News & Resources

Malaise to Stay

25 Feb 2016

By Marcia Zarley Taylor
DTN Executive Editor

WASHINGTON (DTN) -- The gloom overhanging commodity prices isn't expected to lift anytime soon, if forecasts from USDA's Agricultural Outlook Forum released Thursday hold true.

In fact, barring unforeseen production failures somewhere on the globe or a sudden reversal in exchange rates, U.S. crop farmers should be prepared for a long stretch of prices stuck close to today's levels.

"Weak economic growth outside the U.S. and the strong dollar contribute to a competitive trade environment in 2016," USDA Chief Economist Robert Johansson told the forum. "That coupled with record global crops for grains and oilseeds and moderate demand growth over the past few years have contributed to stock building and prices declines over the past year."

Overall, U.S. agricultural exports are forecast at $125.0 billion for fiscal year 2016, down 10.5% from last year, thanks in large part to reduced sales to China. That is a major shift from the past decade, when ag exports to China soared by more than 125%.

While trade with China remains strong, especially in soybeans, USDA downsized its long-term export forecasts for corn there. Last year, USDA projected that China's total grain imports would rise to 24.5 million metric tons by 2024, but this year USDA projected a slower increase to 16.4 million metric tons in that same time frame. China accounts for more than half of the world stocks in corn, cotton and rice, and 40% of the world's wheat stocks, USDA believes, so the country will be focused on unwinding that position.

"China has been accumulating large stocks of corn since 2011," Johansson said, and it will overhang the market for some time. "We expect China to slow imports of corn and corn substitutes to prevent its stockpile from growing even larger." In 2014, China imported a combined total of 20 mmt of sorghum and barley, but he expects this demand to fall to 9.6 mmt in 2016.
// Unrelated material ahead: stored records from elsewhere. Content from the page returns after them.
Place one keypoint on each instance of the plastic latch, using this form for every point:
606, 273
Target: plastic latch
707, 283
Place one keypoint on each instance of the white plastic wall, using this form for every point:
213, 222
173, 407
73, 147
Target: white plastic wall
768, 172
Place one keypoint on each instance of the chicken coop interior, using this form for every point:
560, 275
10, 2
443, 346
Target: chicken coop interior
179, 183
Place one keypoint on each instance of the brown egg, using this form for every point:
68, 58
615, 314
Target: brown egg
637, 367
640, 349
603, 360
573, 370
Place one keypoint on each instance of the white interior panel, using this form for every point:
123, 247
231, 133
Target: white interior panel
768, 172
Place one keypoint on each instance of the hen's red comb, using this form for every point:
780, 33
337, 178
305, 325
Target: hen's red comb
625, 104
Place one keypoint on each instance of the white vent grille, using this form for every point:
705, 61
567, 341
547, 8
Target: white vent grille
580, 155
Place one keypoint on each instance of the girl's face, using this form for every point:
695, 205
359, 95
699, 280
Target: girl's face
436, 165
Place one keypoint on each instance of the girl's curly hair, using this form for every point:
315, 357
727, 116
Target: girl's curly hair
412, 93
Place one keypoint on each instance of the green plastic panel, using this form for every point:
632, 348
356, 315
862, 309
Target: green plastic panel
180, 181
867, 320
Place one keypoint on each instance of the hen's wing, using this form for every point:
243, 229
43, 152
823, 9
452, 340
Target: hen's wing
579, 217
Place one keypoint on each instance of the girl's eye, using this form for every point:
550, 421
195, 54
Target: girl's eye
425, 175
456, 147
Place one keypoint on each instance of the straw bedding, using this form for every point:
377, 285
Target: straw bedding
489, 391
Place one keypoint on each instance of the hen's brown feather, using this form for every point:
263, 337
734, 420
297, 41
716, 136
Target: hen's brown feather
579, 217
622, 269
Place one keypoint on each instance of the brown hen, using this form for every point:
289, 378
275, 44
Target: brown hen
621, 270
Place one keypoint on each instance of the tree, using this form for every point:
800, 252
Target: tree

Meanwhile, U.S. ag competitors hold advantages. Brazil's GDP has plunged in the last year, accelerating capital flight and devaluing its currency, Johansson said. Since 2010, the real has lost about 50% of its value relative to the dollar, making the country's ag exports more competitive on world markets and helping to erode U.S. market share in soybeans and corn. Brazil is now expected to remain the world's largest soybean exporter, with its share growing from 44.2% in 2015 to 47.5% in 2025; meanwhile, the U.S. share of soybean exports is expected to fall to 33% by 2025 from its current 36% share.

The U.S. was the largest exporter of wheat as recently as 2013, but it is expected to increasingly lose market share to Russia over the next decade.

On a more positive note, the Trans-Pacific Partnership (TPP) with 11 other countries and the Transatlantic Trade and Investment Partnership (TTIP) with the EU could counter some of these negative trade results. However, USDA's current long-term price forecasts offer little optimism for commodity producers. The pain is especially hard for high-cost growers.

In its near-term forecast, USDA now expects the 2016 corn crop to average only $3.45 per bushel, down from $3.60 per bushel for the 2015 crop; 2016 soybeans $8.50 per bushel, down from $8.80 per bushel; and 2016 wheat $4.20 per bushel, down from $5.00 per bushel.

USDA's 10-year price forecasts show corn's season price only gaining a few pennies until it hits a high of $3.75 per bushel in 2024/25. Soybeans hover under $9 per bushel until 2019/20. Wheat, which averages $4.40 per bushel in 2016/17, will only rebound to $4.90 per bushel by 2024/25, USDA estimated.

While some may view those numbers as grim, USDA Secretary Tom Vilsack urged people not to overreact. "Forecasts are obviously very important because people have to make decisions based on what they think might happen," Vilsack said. "Here's the reality. I would rather manage change than be managed by change. I would rather be proactive; I would rather be optimistic and look at ways in which we can improve domestic consumption of ag products." He still sees huge opportunities long-term for renewable fuels, biomass and other alternative uses.

But Tim Burrack, an Arlington, Iowa, farmer attending the forum, found the long-term corn price and export outlook particularly disappointing.

"My input suppliers and landlords will be in for shocks with this scenario," Burrack said. "I've been absorbing [lower margins] for the last two years. But if producers don't get more relief on cost of production, we'll be out of working capital in the next year or two."

The Iowan had just negotiated $50- to $75-per-acre decreases in 2016 cash rents with several landlords last weekend, but that alone won't help him get to breakeven.

"This is the cycle of agriculture returning to normal," Burrack said, referring to the scramble for profits. "We just had a six- to seven-year ethanol blip."